The Strange Case of Dr. Jackman and Mr. Hyde

Einer der großen britischen Klassiker ist Robert Louis Stevensons „The strange case of Dr. Jekyll and Mr. Hide“. Darin nimmt der Gutmensch Jekyll eine Droge, die ihn körperlich und mental verändert zu einem abstoßenden und bösartigen Geschöpf, Mr. Hyde, werden lässt, dass aber viel Freude am Leben hat. Freuden die dem tugendhaften Jekyll versagt bleiben.

Die BBC hat im Jahr 2007 eine hervorragende sechs-teilige Miniserie unter dem Titel Jekyll produziert, die das Thema aufgreift. Auf Arte lief die Serie auf deutsch (und eine Wiederholung tut es zu unchristlichen Zeiten noch), als Doppel-DVD ist sie bisher aber nur mit dem Originalton erhältlich.

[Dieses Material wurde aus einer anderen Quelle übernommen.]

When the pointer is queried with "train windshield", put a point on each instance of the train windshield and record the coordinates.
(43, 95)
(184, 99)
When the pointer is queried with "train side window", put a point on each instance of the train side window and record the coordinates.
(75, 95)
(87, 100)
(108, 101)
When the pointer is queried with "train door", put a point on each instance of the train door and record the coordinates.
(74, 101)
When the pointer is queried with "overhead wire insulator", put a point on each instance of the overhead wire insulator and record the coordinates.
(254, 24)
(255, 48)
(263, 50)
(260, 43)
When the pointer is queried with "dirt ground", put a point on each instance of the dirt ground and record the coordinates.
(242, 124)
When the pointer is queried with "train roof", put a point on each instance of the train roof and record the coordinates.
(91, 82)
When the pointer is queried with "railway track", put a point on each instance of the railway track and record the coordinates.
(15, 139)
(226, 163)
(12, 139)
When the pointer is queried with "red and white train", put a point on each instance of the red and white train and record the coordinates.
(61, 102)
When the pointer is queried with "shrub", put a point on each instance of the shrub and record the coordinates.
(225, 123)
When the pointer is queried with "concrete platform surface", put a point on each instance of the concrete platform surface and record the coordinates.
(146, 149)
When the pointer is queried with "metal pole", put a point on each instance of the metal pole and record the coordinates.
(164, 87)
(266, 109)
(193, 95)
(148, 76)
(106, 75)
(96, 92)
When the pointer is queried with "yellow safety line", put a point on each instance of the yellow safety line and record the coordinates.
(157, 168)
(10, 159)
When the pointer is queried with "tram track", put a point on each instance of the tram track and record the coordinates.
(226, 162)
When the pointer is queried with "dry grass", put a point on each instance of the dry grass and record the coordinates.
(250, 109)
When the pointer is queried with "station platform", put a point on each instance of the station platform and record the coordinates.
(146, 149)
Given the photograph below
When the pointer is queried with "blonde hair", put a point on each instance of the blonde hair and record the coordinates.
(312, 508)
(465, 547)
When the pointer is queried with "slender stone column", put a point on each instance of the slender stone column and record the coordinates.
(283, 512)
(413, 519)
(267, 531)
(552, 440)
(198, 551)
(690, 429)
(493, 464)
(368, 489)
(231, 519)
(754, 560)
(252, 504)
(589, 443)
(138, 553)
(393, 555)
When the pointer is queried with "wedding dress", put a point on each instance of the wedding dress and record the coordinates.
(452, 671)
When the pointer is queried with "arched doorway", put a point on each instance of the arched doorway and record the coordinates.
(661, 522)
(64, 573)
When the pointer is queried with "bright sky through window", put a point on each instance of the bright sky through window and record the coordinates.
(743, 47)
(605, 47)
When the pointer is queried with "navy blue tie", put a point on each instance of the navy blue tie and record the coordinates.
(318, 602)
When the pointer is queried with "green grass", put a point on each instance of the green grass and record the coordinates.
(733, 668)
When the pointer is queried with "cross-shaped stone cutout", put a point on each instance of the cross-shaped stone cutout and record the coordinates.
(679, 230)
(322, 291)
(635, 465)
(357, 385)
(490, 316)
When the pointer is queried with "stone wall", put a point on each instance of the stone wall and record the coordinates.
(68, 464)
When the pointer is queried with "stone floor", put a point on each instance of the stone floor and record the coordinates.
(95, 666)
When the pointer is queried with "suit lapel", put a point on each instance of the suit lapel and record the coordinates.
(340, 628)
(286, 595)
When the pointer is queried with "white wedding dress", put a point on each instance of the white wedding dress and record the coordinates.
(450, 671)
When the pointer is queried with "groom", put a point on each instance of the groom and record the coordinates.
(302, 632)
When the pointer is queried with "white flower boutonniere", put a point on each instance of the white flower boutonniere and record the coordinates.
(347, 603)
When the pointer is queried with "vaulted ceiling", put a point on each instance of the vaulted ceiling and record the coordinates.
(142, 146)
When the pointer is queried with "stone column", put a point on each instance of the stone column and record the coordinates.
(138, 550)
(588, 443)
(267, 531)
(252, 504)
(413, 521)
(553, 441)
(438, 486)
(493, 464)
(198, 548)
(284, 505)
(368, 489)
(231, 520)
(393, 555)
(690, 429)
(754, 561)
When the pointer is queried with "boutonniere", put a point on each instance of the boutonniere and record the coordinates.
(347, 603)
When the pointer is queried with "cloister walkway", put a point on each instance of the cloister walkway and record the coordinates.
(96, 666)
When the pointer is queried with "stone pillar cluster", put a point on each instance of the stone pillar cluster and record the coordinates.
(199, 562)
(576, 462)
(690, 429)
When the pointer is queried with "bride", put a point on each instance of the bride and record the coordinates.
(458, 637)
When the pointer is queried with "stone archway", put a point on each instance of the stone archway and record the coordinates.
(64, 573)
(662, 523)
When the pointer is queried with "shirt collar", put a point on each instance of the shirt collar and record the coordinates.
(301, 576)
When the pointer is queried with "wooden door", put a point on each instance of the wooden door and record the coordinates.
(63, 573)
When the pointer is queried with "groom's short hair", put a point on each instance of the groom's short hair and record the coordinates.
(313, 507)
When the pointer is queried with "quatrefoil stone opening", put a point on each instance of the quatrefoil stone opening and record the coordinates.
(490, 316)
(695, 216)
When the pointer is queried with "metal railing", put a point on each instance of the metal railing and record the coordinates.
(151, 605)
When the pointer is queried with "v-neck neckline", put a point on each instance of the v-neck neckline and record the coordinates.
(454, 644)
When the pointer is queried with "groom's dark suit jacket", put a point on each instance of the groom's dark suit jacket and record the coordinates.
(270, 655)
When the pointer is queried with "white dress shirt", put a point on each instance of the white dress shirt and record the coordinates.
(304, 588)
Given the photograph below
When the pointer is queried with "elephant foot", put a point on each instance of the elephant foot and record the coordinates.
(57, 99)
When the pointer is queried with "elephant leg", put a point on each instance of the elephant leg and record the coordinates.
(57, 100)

Die Serie spielt in der heutigen Zeit, Protagonist ist ein gewisser Doktor Thomas Jackman (James Nesbitt), dessen Herkunft im Dunkeln liegt. Sie beginnt schon in in einem sehr fortgeschrittenen Zustand der Geschichte und arbeitet viel mit Rückblenden. Dr. Jackman verwandelt sich immer wieder körperlich und geistig in jemand anderen. Eine triebgesteuerte, bösartige Person die zwar über kaum Selbstkontrolle, dafür aber übermenschliche Stärke und andere außergewöhnliche Fähigkeiten verfügt. Beide werden vom selben Schauspieler gemimt, wenn auch mit verändertem Aussehen, die übrigen Filmfiguren erkennen sie aber durchaus als unterschiedliche, wenn auch ähnliche Menschen.

Am Anfang sind die beiden von James Nesbitt verkörperten Rollen sehr unabhängig voneinander. Sie teilen keine Erinnerungen, „Hyde“ weiß zunächst nicht einmal das Jackman verheiratet ist (seine Frau wird gespielt von Gina Bellman) und 2 Kinder hat. Jackman versucht die Situation im Griff zu behalten, geht dabei sogar ziemlich diplomatisch vor. Er heuert eine Assistentin für sie beide an, kommuniziert mit Hyde über ein Diktiergerät, stellt Forderungen um Katastrophe zu vermeiden. Aber so einfach ist Hyde nicht unter Kontrolle zu halten. Als zusätzliches Problem taucht eine geheimnisvolle und sehr einflussreiche Organisation auf, die großes Interesse an Mr. Hyde hat.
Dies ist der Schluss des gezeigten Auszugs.